Die wahren Stärken der LiCoO2-Boxen liegen in ihrer zusätzlichen Ausrüstung. Jede verfügt über ein automatisches Löschsystem mit einem Druckbehälter unter dem Gitterrost, einem Sensorschlauch aus Kunststoff rund um die Oberkante des Rahmens sowie zwei Löschdüsen. Schmilzt nun bei einem Wärmeereignis in der Box der Schlauch, öffnet ein Ventil den Druckbehälter und die Düsen werden mit einem Löschgel versorgt. Es besteht zu 99 Prozent aus Wasser, ist pH-neutral und nicht wassergefährdend. Aber es haftet sehr stark, kühlt damit alle Oberflächen im Inneren der Box und reagiert zugleich nicht mit dem Lithium.

Mehrere Systeme

Für noch mehr Sicherheit lässt sich der Behälter auch mit zwei unabhängigen Löschsystemen ausrüsten.
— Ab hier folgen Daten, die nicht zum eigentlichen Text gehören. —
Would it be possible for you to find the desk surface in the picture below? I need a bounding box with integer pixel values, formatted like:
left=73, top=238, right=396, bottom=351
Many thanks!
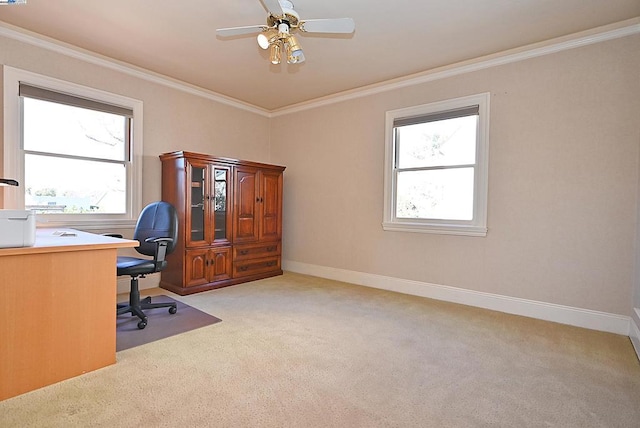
left=0, top=228, right=137, bottom=256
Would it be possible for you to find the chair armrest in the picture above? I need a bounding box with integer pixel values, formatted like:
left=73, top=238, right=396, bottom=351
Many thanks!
left=144, top=237, right=174, bottom=244
left=145, top=237, right=174, bottom=270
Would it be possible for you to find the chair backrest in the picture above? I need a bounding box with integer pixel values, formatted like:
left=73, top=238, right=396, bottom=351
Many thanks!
left=133, top=201, right=178, bottom=257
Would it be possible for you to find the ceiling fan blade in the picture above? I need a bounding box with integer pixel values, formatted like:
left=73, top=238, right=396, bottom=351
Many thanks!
left=216, top=25, right=268, bottom=37
left=260, top=0, right=284, bottom=16
left=299, top=18, right=355, bottom=34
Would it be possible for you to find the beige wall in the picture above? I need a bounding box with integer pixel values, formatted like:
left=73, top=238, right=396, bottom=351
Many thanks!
left=2, top=29, right=639, bottom=317
left=0, top=34, right=271, bottom=207
left=270, top=34, right=640, bottom=316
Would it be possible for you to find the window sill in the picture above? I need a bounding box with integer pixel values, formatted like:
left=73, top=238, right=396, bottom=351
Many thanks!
left=35, top=218, right=137, bottom=232
left=382, top=221, right=487, bottom=237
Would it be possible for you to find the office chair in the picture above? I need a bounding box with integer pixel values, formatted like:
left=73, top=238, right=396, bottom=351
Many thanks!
left=113, top=201, right=179, bottom=329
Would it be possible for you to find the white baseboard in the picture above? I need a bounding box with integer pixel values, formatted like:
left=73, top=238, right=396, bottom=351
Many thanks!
left=631, top=309, right=640, bottom=360
left=283, top=260, right=631, bottom=336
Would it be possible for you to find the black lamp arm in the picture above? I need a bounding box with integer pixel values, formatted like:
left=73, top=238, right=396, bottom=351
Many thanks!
left=0, top=178, right=19, bottom=186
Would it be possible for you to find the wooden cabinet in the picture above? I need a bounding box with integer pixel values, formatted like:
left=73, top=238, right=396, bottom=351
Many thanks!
left=159, top=151, right=285, bottom=295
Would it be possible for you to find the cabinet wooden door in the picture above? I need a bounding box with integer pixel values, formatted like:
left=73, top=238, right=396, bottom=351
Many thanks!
left=185, top=248, right=210, bottom=287
left=185, top=247, right=231, bottom=287
left=259, top=170, right=283, bottom=241
left=233, top=166, right=259, bottom=243
left=209, top=246, right=232, bottom=282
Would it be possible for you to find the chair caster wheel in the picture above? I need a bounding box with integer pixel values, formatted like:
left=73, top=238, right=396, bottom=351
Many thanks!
left=137, top=320, right=147, bottom=329
left=169, top=306, right=177, bottom=314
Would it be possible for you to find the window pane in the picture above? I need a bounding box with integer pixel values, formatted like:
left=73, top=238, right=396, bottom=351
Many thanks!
left=23, top=97, right=126, bottom=161
left=24, top=154, right=126, bottom=214
left=396, top=168, right=474, bottom=220
left=397, top=115, right=477, bottom=169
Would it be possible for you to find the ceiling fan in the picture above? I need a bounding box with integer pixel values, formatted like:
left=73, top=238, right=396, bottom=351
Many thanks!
left=216, top=0, right=355, bottom=65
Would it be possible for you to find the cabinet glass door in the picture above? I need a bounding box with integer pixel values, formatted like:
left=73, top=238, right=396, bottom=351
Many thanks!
left=189, top=164, right=206, bottom=243
left=213, top=168, right=229, bottom=241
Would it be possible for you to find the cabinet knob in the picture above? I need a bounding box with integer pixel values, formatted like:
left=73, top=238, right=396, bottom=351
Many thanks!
left=239, top=250, right=249, bottom=255
left=267, top=246, right=277, bottom=252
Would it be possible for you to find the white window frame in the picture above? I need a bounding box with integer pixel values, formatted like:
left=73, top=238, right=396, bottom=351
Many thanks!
left=2, top=66, right=143, bottom=230
left=383, top=93, right=490, bottom=236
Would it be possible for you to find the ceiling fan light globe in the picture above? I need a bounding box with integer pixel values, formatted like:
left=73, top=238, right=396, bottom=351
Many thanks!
left=287, top=50, right=305, bottom=64
left=286, top=34, right=303, bottom=56
left=257, top=33, right=270, bottom=49
left=270, top=43, right=282, bottom=64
So kann man einen Kreislauf etwa mit einem Rauchmelder (Kaltrauchsensor) verbinden, der auslöst, wenn aus der wärmedämmenden Innenverpackung zunächst nur Rauch, aber keine große Hitze herauskommt. Kondensiert das Gasgemisch, wird eine brennbare Atmosphäre verhindert. Das andere System reagiert dann wie beschrieben durch den thermischen Effekt. Zusätzlich besteht auch die Möglichkeit, das Löschgel direkt zur Batterie in die Innenverpackung abzugeben. Die Redundanz der Systeme ist besonders interessant für den Luftverkehr. „Da wollen wir auch hin“, sagt Kohten und ergänzt: „Das Luftfahrt-Bundesamt ist sehr interessiert an unserer Lösung.“

Black Box mit SIM-Karte

Jeder Behälter hat eine Black Box mit eigener SIM-Karte zur Übermittlung von Daten in allen verfügbaren Netzen. Sie kann zur Ortung genutzt werden, sendet aber auch Informationen von eingebauten Sensoren, beispielsweise Gas-, Licht- und Leckagesensoren oder – besonders wichtig – Thermosensoren. So wird der Anwender unmittelbar alarmiert, falls in oder mit der Box etwas Unvorhergesehenes passiert, und er kann sofort darauf reagieren. „Alle Informationen, die die Box sendet, gehen an ein Onlineportal“, fasst Markus Kohten zusammen. Und weiter: „Dort kann man vorab die Parameter einstellen, nach denen unser Kunde informiert werden will.“

Neben der Stahlbox hat Gelkoh auch die passenden Innenverpackungen entwickelt. Denn laut Verpackungsanweisung P 908 im kommenden ADR 2015 muss beim Transport jede beschädigte Zelle oder Batterie einzeln in einer Innenverpackung verpackt sein. Dank der Multilateralen Vereinbarung M259 kann diese Anweisung schon heute für den Transport defekter Lithiumbatterien in 15 Staaten angewendet werden.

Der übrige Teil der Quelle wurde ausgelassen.